## ASSIGNMENT 3
####  by Joshua Rodriguez
#### Instructions:

1. Read the article: https://www.sciencedirect.com/science/article/abs/pii/S0031320322001753
2. Replicate the study using the same dataset.

In [1]:
from ucimlrepo import fetch_ucirepo 
import pandas as pd
import numpy as np
from sklearn.metrics.cluster import adjusted_rand_score, normalized_mutual_info_score, fowlkes_mallows_score
from sklearn.cluster import KMeans
from sklearn.manifold import SpectralEmbedding
from sklearn.preprocessing import OneHotEncoder
import networkx as nx
import itertools
import warnings
from sklearn.cluster import AgglomerativeClustering
from kmodes.kmodes import KModes
from sklearn.preprocessing import LabelEncoder 

In [2]:
heart_disease = fetch_ucirepo(id=45) 
breast_cancer = fetch_ucirepo(id=15)

In [3]:
X = heart_disease.data.features
y = heart_disease.data.targets 
heart_disease_df = pd.merge(X, y, left_index=True, right_index=True)
heart_disease_df = heart_disease_df.dropna()

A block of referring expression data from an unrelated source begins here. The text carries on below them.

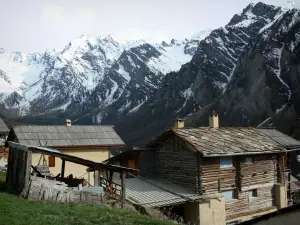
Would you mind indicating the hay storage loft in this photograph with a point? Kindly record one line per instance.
(55, 163)
(214, 175)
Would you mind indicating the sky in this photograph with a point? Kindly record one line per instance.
(37, 25)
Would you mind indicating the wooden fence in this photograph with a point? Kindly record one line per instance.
(18, 168)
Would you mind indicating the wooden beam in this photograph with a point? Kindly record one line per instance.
(96, 178)
(123, 188)
(63, 165)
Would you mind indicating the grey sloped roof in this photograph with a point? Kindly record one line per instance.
(281, 138)
(228, 140)
(156, 193)
(3, 128)
(63, 136)
(224, 141)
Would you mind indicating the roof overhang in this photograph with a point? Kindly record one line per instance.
(73, 159)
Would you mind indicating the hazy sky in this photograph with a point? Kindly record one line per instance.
(37, 25)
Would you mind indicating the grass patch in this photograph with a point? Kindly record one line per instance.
(18, 211)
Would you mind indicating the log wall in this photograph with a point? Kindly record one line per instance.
(215, 178)
(178, 165)
(242, 177)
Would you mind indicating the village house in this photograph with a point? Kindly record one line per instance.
(212, 175)
(4, 131)
(87, 142)
(3, 151)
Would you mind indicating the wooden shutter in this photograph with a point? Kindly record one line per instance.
(51, 161)
(131, 164)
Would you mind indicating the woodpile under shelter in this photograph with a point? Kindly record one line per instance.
(24, 178)
(4, 131)
(89, 142)
(229, 174)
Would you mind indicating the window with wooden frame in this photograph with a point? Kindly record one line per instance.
(131, 163)
(226, 162)
(252, 194)
(248, 159)
(51, 161)
(230, 194)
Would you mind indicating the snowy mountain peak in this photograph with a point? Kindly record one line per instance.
(289, 4)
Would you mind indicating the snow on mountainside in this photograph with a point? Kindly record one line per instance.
(201, 81)
(75, 72)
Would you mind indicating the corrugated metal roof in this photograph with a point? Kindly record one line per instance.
(3, 128)
(281, 138)
(156, 193)
(63, 136)
(70, 158)
(228, 141)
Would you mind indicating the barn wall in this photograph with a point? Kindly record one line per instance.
(146, 163)
(242, 177)
(175, 163)
(73, 168)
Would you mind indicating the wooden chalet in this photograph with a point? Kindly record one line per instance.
(89, 142)
(4, 131)
(24, 178)
(237, 173)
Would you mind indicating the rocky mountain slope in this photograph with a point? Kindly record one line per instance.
(248, 71)
(88, 71)
(205, 78)
(265, 84)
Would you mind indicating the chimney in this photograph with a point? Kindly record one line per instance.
(68, 123)
(179, 123)
(214, 120)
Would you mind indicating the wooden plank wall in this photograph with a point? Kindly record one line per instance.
(146, 162)
(18, 170)
(260, 175)
(213, 176)
(176, 164)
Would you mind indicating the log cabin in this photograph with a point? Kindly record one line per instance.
(238, 173)
(4, 131)
(88, 142)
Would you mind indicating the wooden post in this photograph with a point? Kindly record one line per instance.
(27, 173)
(63, 165)
(238, 174)
(96, 177)
(123, 188)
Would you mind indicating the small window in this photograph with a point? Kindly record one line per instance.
(249, 160)
(230, 194)
(51, 160)
(225, 162)
(131, 164)
(252, 194)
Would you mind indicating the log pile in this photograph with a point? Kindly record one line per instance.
(243, 177)
(51, 190)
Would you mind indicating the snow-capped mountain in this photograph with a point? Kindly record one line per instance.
(264, 89)
(206, 77)
(247, 70)
(85, 66)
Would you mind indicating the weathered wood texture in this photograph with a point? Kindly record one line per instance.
(214, 178)
(176, 164)
(146, 163)
(19, 169)
(242, 177)
(51, 190)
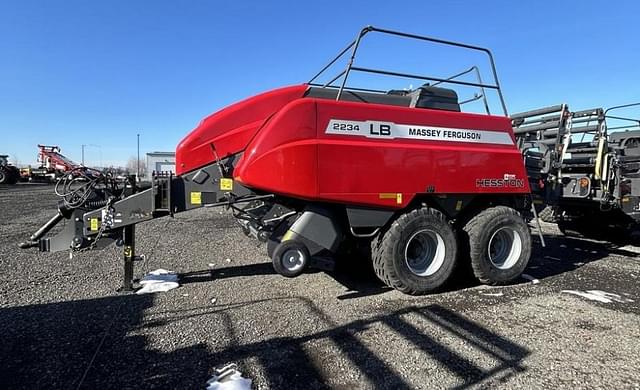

X = breast_cancer.data.features
y = breast_cancer.data.targets 
breast_cancer_df = pd.merge(X, y, left_index=True, right_index=True)
breast_cancer_df = breast_cancer_df.dropna()

In [18]:
def jaccard_coefficient(set1, set2):
    intersection = len(set1.intersection(set2))
    union = len(set1.union(set2))
    return intersection / union

def ochiai_coefficient(set1, set2):
    intersection = len(set1.intersection(set2))
    denominator = np.sqrt(len(set1) * len(set2))
    return intersection / denominator

def overlap_coefficient(set1, set2):
    intersection = len(set1.intersection(set2))
    min_length = min(len(set1), len(set2))
    return intersection / min_length

def dice_coefficient(set1, set2):
    intersection = len(set1.intersection(set2))
    denominator = len(set1) + len(set2)
    return 2 * intersection / denominator

def graph_based_representation(data):
    num_samples, num_features = data.shape
    similarity_matrix = np.zeros((num_features, num_features))
    for i, j in itertools.combinations(range(num_features), 2):
        similarity_matrix[i, j] = jaccard_coefficient(set(data[:, i]), set(data[:, j]))
        similarity_matrix[j, i] = similarity_matrix[i, j]
    G = nx.from_numpy_array(similarity_matrix)
    embedding = SpectralEmbedding(n_components=p)
    representation_matrix = embedding.fit_transform(similarity_matrix)
    return representation_matrix

def joint_operation(data, representation_matrix):
    return np.dot(data, representation_matrix)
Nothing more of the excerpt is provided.